A 60-year-old Maltese man is wondering whether it’s finally time to move out of his parents’ house.
James Fenech has been living with his parents Feliċ and Agatha – who are both 85 – in Hamrun since he was born in 1959.
“I’m just starting to feel like I need my own space. That’s pretty normal at my age, right?” said the sexagenarian, who has worked as a government clerk for the past 40 years.
“Don’t get me wrong, I’m very independent. I get out of bed in the morning without my mum having to knock on my bedroom door, I can tie my own shoelaces, and I know how to use a microwave, so striking out on my own shouldn’t be too hard if that’s what I decide to do.”
Fenech added that, while it was true that the cost of renting had gone up in recent years, he was considering the possibility of flat-sharing with some foreign twenty-somethings.
“I’m sure I’d have no trouble fitting in with the youths,” he said.
Agatha, his mother, said she didn’t mind her son staying for so long.

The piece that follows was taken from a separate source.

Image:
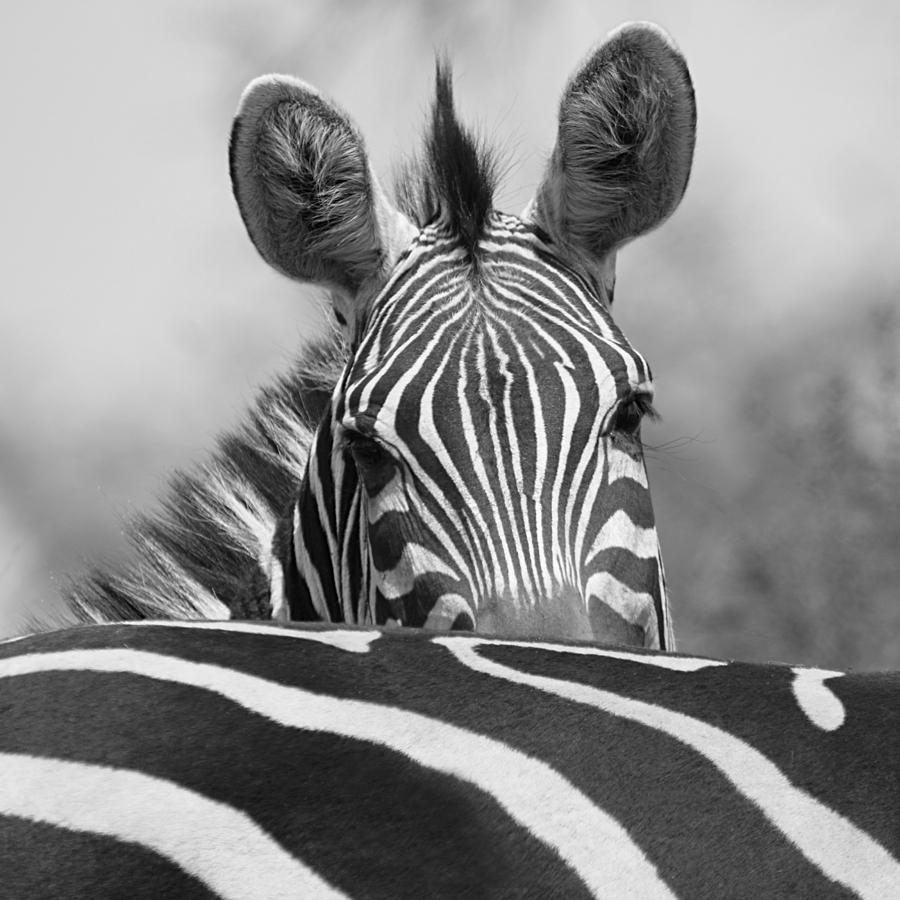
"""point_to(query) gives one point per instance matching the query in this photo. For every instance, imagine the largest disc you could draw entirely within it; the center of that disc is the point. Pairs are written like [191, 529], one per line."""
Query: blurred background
[136, 320]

“Everyone knows that in Malta you’re only allowed to move out of your parents’ house when you get married and your wife becomes your new mother. For some reason, my Jimmy hasn’t gotten married yet, so while it would be nice for my husband and I to have the house to ourselves in our twilight years, at least we have someone to carry heavy objects for us,” she said.
“After we ask him three times,” chimed in James’ father.